Voorzover in het onder 5.1.1 genoemde verzoek is bedoeld om de resultaten van het afluisteren van de geluidsregistraties door de verdediging op enigerlei wijze in de behandeling van de onderhavige aanvrage te betrekken, in welk geval de behandeling van deze aanvrage tot het beschikbaar komen van die resultaten zou moeten worden aangehouden, kan dat verzoek dat effect dus niet hebben (vgl. HR 17 februari 2004, NJ 2004, 333).

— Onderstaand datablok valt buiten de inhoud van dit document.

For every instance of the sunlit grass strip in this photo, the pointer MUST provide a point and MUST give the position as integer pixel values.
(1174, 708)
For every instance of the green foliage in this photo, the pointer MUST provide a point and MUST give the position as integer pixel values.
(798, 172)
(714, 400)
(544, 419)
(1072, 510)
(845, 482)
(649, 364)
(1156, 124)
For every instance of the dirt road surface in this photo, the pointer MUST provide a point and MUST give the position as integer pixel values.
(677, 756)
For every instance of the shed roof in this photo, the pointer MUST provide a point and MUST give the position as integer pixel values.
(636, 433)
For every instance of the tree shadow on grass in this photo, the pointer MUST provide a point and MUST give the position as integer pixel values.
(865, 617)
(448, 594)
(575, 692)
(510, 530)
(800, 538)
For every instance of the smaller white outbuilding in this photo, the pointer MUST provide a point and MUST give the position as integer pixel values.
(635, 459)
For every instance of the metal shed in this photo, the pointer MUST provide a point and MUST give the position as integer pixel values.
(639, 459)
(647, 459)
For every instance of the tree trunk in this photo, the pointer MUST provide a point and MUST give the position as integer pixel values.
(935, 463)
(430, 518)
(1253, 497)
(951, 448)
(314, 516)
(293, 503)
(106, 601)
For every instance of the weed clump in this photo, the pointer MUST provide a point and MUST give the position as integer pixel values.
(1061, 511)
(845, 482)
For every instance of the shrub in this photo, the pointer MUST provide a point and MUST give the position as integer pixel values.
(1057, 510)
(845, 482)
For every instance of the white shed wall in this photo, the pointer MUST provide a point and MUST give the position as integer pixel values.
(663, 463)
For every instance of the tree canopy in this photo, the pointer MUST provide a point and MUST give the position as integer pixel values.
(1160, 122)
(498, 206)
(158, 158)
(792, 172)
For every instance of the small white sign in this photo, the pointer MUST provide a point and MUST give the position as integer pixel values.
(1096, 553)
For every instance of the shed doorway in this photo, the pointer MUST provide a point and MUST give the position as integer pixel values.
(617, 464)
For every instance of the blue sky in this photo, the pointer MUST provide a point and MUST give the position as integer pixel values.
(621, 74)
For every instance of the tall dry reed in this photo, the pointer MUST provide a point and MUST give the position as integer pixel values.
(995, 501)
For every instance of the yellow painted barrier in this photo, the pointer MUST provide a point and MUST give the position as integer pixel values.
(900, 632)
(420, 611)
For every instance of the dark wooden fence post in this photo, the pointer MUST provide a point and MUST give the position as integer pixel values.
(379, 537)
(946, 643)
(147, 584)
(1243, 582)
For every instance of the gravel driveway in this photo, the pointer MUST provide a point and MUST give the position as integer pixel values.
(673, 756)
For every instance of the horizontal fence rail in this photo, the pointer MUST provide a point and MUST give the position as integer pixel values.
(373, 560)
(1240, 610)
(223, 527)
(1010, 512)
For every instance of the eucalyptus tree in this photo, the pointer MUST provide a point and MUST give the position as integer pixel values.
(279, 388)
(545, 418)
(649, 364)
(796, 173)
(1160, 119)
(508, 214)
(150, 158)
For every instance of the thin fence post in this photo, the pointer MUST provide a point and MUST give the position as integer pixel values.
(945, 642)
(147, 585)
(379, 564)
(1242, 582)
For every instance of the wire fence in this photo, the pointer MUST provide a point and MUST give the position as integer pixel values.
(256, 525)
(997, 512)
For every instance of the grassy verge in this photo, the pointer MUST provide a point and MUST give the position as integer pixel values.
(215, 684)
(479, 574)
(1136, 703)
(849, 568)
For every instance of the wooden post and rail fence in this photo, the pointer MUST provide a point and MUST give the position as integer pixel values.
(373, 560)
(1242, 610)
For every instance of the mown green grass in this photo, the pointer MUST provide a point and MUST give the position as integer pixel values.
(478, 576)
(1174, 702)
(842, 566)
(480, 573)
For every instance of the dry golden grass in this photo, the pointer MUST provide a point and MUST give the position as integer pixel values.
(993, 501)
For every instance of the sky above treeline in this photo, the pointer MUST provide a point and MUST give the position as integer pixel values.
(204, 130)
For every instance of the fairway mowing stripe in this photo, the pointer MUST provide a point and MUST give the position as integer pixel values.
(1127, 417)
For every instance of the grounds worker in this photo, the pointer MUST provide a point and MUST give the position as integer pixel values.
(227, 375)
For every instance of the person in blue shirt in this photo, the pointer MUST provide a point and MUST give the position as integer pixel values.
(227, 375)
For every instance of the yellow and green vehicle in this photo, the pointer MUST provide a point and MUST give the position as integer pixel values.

5.2. Voorzover in de door de raadsvrouwe namens de aanvrager overgelegde pleitnotities is verzocht om een tweetal getuigen te doen horen, wordt dat verzoek tevergeefs gedaan. Gelet op de ten overstaan van de politie door de anonieme getuige afgelegde verklaringen en hetgeen in de pleitnotities omtrent die getuige is gesteld ziet de Hoge Raad geen grond voor nader onderzoek in het kader van dit herzieningsverzoek door een te benoemen Raadsheer-Commissaris.
6. Slotsom
Hetgeen hiervoor is overwogen leidt tot de slotsom dat de aanvrage als ongegrond moet worden afgewezen.
7. Beslissing
De Hoge Raad wijst de aanvrage tot herziening af.
Dit arrest is gewezen door de vice-president F.H. Koster als voorzitter, en de raadsheren G.J.M. Corstens en B.C. de Savornin Lohman, in bijzijn van de griffier S.P. Bakker, en uitgesproken op 23 mei 2006.